CBSE Notes Class 10 Geography Chapter 3 – Water Resources

Water

Water is a renewable resource. It cover about three-fourth of the earth’s surface. but only a small proportion of it accounts for fresh water that be put to use.

WATER SCARCITY AND THE NEED FOR WATER CONSERVATION AND MANAGEMENT

Water scarcity means shortage of water. It is usually associated with regions having low rainfall .
There are many reasons which lead to scarcity of water:
• Growing population.
• Water scarcity is caused by over-exploitation, excessive use of water.
• Water resource are being over exploited, to expand irrigated areas for dry-season agriculture.
• There is a greater demand for water with growing urbanization and industrialization.

MULTI-PURPOSE RIVER PROJECTS AND INTEGRATED WATER RESOURCES MANAGEMENT

Dams

A dam is a barrier across flowing water that obstructs, directs or retards the flow, often creating a reservoir, lake or impoundment.

Use of dams

  • Dam help in storing water for irrigation.
  • Dams help in checking floods
  • Dams are helpfull in development of hydroelectricity
  • Water supply for domestic and industrial use
  • Flood control

Side effect of creating Dams

  • Villagers who reside in these areas, demarcated for the dams, are rendered homeless.
  • Dams loss to cultivable land and forest areas is also immense
  • Sometime a leakage in dam can be very harmful for the people who reaide these
  • Sometime this dam can cause flood
  • Creating of large dams has been the cause of many new environmental movements like the ‘Narmada Bachao Andolan’ and the ‘Tehri Dam Andolan’

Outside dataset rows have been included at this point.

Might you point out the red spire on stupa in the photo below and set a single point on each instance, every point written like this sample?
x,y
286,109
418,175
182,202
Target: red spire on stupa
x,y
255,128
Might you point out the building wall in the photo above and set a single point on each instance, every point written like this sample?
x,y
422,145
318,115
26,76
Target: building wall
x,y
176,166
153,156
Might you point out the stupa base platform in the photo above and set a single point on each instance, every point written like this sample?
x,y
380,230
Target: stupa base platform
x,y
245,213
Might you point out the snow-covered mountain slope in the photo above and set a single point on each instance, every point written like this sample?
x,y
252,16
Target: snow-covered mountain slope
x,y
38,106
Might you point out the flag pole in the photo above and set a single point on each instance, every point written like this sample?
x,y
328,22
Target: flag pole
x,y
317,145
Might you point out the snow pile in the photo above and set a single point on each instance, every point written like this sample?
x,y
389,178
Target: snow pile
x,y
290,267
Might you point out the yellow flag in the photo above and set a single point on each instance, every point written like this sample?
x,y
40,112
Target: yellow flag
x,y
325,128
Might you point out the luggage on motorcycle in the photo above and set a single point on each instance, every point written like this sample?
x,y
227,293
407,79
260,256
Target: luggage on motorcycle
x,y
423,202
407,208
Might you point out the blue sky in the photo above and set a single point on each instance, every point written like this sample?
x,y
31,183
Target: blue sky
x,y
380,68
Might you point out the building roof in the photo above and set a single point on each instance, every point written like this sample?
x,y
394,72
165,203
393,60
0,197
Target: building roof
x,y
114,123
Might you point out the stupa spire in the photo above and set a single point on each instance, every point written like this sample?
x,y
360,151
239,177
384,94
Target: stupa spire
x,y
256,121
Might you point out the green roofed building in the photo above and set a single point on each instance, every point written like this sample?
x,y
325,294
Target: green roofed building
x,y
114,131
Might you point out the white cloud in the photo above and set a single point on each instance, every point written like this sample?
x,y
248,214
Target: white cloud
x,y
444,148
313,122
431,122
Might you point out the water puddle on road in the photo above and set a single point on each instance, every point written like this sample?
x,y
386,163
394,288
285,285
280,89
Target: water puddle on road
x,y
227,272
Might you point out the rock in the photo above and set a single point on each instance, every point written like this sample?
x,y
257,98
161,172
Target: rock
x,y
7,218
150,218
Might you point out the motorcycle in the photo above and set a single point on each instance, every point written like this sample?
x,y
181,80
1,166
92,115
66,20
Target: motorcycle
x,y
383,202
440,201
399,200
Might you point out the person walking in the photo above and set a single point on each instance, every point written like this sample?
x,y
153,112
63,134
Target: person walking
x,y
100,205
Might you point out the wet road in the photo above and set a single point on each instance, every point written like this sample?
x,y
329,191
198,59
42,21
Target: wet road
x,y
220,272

Most of the dams were constructed to control floods but, these dams have triggered floods. Dams have also caused extensive soil erosion. Excessive use of water has resulted in earthquakes, caused water-borne diseases and pests and pollution.

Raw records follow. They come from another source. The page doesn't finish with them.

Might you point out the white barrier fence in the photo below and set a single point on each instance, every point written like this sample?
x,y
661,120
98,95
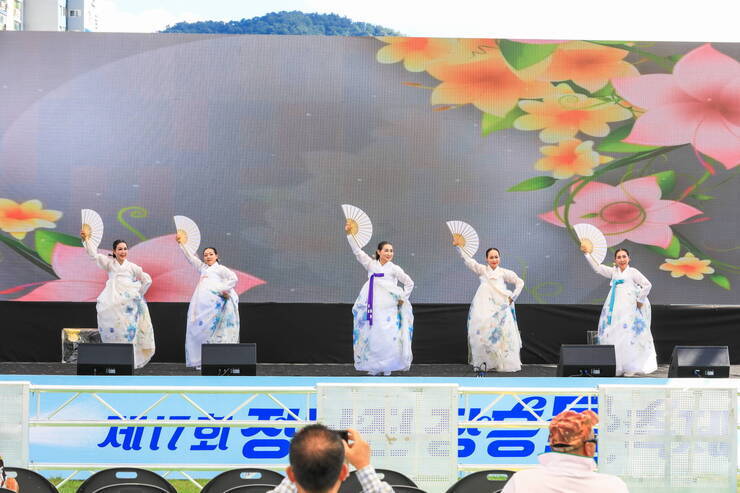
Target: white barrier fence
x,y
584,397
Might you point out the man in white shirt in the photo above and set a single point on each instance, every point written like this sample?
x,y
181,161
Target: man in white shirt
x,y
317,462
570,467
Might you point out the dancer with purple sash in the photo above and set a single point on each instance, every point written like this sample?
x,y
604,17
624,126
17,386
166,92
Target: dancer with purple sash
x,y
383,317
625,317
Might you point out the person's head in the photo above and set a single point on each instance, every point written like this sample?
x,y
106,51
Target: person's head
x,y
622,258
317,459
120,250
493,257
573,433
210,255
384,252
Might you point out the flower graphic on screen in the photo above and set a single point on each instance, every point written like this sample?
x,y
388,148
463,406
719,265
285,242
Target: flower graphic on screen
x,y
173,278
632,210
416,53
486,82
570,157
19,219
698,104
589,65
565,113
688,266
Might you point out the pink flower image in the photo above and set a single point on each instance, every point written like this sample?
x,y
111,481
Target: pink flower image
x,y
632,210
698,104
173,278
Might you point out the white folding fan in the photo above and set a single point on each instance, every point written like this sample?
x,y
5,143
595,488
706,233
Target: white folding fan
x,y
188,231
361,228
466,235
594,240
92,227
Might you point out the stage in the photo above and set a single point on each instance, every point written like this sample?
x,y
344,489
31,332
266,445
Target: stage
x,y
323,370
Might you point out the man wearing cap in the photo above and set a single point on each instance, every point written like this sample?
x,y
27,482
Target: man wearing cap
x,y
570,466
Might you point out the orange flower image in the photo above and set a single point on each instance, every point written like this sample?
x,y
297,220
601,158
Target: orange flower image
x,y
570,157
589,65
20,219
486,82
416,53
688,266
566,113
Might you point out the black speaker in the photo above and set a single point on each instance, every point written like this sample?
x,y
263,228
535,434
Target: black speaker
x,y
700,362
587,360
105,359
229,359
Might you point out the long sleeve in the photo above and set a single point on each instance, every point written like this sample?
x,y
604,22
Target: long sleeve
x,y
362,257
644,284
512,278
602,270
103,261
472,264
191,257
144,278
408,283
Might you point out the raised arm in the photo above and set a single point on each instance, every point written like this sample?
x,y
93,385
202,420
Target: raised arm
x,y
643,283
602,270
512,278
191,257
408,283
103,261
471,264
143,277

 India Major Rivers and Dams in the map below:

Rain water Harvesting

Rainwater harvesting is a method by which rainfall is collected for future usage.

Different methods have been adopted in different areas for Rain Water Harvesting.

  1. In the hills and mountainous areas of western Himalayas, people built diversion channel like ‘guls’ and ‘kuls’ for agriculture
  2. ‘Rooftop rainwater harvesting’ was commonly practised to store drinking water, particularly in Rajasthan.
  3. In the flood plains of Bengal, people developed inundation channels to irrigate their fields.
  4. In arid and semi-arid regions, agricultural fields were converted into rain fed storage structures that allowed the water to stand and moisten the soil like the ‘khadins’ in Jaisalmer and ‘Johads’ in other parts of Rajasthan.
  5. The tankas are part of the well-developed rooftop rainwater harvesting system and are built inside the main house or the courtyard. This is mainly practised in Rajasthan, particularly in Bikaner, Phalodi and Barmer areas for saving the rainwater. Many houses constructed underground rooms adjoining the ‘tanka’ to beat the summer heat as it would keep the room cool.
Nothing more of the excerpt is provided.